A. System level Simulation Results
The first step in any delay-fault prediction technique is to identify the long delay paths to be monitored. These refer to the critical paths of the circuit under consideration, in addition to all long delay paths that may cause timing errors due to ageing and process variation induced delay degradation. In this example, four paths from the PCPs were selected after the timing analysis for a 32-bit pipelined MIPS in a 65nm technology. The PCC was used to monitor the 4 PCPs simultaneously for verification and evaluation. and reg_d are the data which is stored in the register files. As the figure shows, transitions occur in the first, third, fourth, fifth, sixth and eighth clock cycle. Those transitions can be divided into three categories (I), (II) and (III).
(I) The PCPs were asserted in the first, third, sixth and eighth clock cycles which triggers the late transitions at monitoring points a, b, c and d, respectively. The error signals are generated when the transitions are detected by the PCC without an actual error.
(II) In the fourth clock cycle, a transition is triggered at monitoring point c by a short path. The error signal is not triggered as the data settles before the detection window.
(III) The pulse signals on monitoring points b and c in the fourth and the fifth clock cycles occur due to the competition risk between logic circuits. The the error signal is not triggered as the pulse signals occur before the detection window.

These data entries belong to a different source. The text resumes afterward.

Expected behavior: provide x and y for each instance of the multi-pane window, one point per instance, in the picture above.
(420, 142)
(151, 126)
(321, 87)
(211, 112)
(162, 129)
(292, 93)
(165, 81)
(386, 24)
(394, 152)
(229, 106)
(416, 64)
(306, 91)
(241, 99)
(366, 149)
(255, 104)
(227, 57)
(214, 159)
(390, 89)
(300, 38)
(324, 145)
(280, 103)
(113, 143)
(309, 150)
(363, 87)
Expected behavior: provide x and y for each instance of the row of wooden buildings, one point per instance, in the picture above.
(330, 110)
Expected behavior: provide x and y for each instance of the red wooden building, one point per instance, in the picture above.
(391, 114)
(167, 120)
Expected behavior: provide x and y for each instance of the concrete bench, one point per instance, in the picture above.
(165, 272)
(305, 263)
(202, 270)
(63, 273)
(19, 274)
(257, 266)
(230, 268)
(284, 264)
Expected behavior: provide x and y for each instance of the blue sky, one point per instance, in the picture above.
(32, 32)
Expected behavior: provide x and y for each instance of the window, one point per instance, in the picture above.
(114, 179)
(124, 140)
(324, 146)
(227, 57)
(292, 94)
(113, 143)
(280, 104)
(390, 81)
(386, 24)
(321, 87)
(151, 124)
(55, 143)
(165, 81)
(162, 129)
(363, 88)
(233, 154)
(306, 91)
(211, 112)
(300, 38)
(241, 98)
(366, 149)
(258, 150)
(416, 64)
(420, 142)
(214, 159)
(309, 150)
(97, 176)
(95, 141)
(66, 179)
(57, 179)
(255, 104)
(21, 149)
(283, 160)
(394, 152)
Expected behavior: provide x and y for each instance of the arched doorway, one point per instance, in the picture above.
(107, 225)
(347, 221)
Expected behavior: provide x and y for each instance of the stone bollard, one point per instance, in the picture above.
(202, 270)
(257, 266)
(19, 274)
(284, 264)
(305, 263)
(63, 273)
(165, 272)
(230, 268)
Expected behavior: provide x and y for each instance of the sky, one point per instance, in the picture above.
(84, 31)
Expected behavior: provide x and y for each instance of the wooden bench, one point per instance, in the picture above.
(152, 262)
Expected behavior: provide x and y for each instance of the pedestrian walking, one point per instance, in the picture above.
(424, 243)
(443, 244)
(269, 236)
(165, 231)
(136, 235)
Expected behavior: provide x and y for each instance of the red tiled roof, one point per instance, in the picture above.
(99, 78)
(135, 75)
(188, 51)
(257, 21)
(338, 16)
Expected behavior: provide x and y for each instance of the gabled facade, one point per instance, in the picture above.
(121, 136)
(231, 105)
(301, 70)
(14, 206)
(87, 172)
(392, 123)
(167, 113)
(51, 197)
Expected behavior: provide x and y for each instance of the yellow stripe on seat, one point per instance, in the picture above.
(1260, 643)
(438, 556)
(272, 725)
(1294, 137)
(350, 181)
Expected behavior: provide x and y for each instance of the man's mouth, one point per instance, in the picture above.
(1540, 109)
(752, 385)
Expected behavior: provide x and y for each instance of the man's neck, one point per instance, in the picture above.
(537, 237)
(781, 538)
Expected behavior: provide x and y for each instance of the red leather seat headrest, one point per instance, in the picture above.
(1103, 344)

B. Area and Power Overheads Comparison
To compare the area overhead of the proposed design PCC with Canary FF, we have considered a 32-bit pipelined MIPS. The PCC and Canary FF are designed by using exactly the same double sampling circuitry with the same width of detection window to produce an equitable comparison. The PCC and Canary FF were applied to monitor the same group of PCPs. The power and area overheads were estimated from Design Compiler using a 65 nm technology. 5 shows the trends of area and power overheads for 4, 6 and 9 path monitoring when Canary and PCC were applied to the MIPS respectively at the highest operating frequency (800 MHz) with 1.05V supply voltage. As the Fig.5  (a) shows, the area overhead of PCC is generally smaller than that of the Canary FF. Compared with Canary FF, the growth in area overhead is more than 6 times slower when the PCC was applied to the MIPS. The PCC has a higher power overhead compared with the Canary FF when fewer than 6 paths are monitored, shown in Fig. 5 (b) . This is due to the dynamic power overhead produced by the matched delay element, as the matched delay element is connected to the clock signal. However, the power overhead of Canary might be underestimated as Canary FF will require more clock buffers after place and route. PCC saves two-thirds area overhead and one-third power overhead compared with Canary FF when PCC monitors 9 paths simultaneously.
V. CONCLUSIONS AND FUTURE WORK In this paper, we have a new delay-fault prediction circuitry, named PCC. PCC is a multiple delay-fault predictor which improves the cost and energy efficiency. Compared with Canary FF, PCC saves two-thirds and one-third of area and power overheads respectively in a 32-bit MIPS. The design was implemented and verified in a 32-bit MIPS in a 65 nm technology. Future research will focus on the full PCC implementation for a DVFS system on a high-performance processor.